Could anyone definitely say, without any doubt, that Simple Verse wouldn't have won the English St Leger if she hadn't bumped Bondi Beach twice in the last couple of furlongs at Doncaster? I don't think so. It's difficult to say that she wouldn't have still hung on but the placings were reversed

Could anyone deny that Golden Horn was the best horse in the Irish Champion Stakes? You couldn't. To veer right like he did (twice) and still manage to win the race showed just what was left in the tank but had Free Eagle finished second it's most likely he would have lost the race with the stewards and there would have been few arguments.

The Engish St Leger now goes to appeal but it won't be changed and nor should it be, in my opinion.


At first viewing, I thought the first past the post was safe as houses but the head-on showed the two significant bumps that certainly would have curtailed the momentum of Bondi Beach and with just a head the winning margin, it was possible to make the argument that the placings should be changed.

Colm O'Donoghue made that argument, and extremely well indeed. It was actually quite fascinating to watch.
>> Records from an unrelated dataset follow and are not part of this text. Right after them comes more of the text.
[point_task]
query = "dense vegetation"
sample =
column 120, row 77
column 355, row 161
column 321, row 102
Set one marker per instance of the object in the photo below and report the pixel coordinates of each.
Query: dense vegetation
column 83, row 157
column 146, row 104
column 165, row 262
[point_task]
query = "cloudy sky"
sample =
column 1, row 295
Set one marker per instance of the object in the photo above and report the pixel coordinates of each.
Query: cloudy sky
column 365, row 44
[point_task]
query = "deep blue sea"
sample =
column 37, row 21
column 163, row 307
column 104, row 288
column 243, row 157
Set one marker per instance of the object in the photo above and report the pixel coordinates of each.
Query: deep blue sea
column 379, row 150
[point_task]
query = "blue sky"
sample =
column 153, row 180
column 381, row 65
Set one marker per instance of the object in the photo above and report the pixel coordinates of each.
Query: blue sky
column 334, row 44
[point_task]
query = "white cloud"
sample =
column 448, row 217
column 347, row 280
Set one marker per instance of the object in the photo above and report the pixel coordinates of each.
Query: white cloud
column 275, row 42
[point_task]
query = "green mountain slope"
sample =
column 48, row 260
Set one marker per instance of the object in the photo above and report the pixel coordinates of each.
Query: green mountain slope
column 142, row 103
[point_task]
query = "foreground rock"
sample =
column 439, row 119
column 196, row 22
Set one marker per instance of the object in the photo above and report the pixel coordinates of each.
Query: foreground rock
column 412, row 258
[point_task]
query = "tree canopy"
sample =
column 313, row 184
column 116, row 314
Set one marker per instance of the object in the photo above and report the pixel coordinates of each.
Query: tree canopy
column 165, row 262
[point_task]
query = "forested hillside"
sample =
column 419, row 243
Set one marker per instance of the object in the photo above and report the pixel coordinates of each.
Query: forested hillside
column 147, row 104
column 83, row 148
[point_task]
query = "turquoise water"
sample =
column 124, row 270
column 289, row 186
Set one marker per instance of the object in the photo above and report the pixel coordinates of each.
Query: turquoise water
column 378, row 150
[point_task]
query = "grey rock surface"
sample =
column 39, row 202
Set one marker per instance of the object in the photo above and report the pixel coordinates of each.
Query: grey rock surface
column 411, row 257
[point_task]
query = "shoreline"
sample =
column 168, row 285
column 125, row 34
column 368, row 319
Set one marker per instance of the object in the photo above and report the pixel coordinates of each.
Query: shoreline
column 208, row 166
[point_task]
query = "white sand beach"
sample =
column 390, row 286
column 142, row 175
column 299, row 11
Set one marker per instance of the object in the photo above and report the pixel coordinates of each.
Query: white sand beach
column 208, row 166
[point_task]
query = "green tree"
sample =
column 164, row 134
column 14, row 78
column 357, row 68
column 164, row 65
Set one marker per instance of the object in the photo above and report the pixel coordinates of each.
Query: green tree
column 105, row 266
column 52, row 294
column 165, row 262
We didn't see the debate between Frankie Dettori and Pat Smullen at Leopardstown but that seemed to be called quite quickly, and again the fact that Free Eagle only finished third probably led to speeding up that process.

The problem is in both incidents we didn't really know how they were going to pan out, but we could say for definite if it was France or America they'd both have been changed. We'd all love continuity between stewards all around the world but that is never going to happen. In Ireland, they are amateurs who don't even get paid.

We're not going to get the transparency we want but is it time to consider making it more appealing for former jockeys to finish riding and have a career as a steward?

Surely somebody who has been in thousands of races would be best suited to view such races as we saw over the weekend and give the most probable of likelihoods, while taking interference into account?

Meanwhile, Irish Champions Weekend has come and gone for a second time and it could be deemed successful again. The absence of Gleneagles from the Irish Champion Stakes was a major blow and one that couldn't be helped. The fact that it didn't rain for the majority of last week and the Irish Champion Stakes was going to be the first race on that course this year still couldn't save what would have been the race of the year, but with Irish Champions Weekend's place on both the world map and the calendar, rain softened ground is always going to be a threat to attracting all the big names.

We may well have seen a future Ascot Gold Cup winner claim the Irish St Leger, we definitely saw the champion two-year-old colt in Air Force Blue and Sole Power got one of the finest receptions of the weekend as he confirmed he's still one of the best sprinters on the planet.

In the Moyglare, when Minding beat Ballydoyle, it was a surprise but they are undoubtedly two high class fillies because there was some real good form lines left reeling in behind from both sides of the Irish Sea.

So the action at the Curragh was as good as you could want on such a weekend, but the venue doesn't roar appeal just yet, but that is being dealt with and when resolved will make a huge difference to their attendances.

As one of my colleagues on Sunday said: 'The second album is always the hardest'. But continuing to learn from the good and bad of the weekend, this event could fulfil the dreams of those behind it.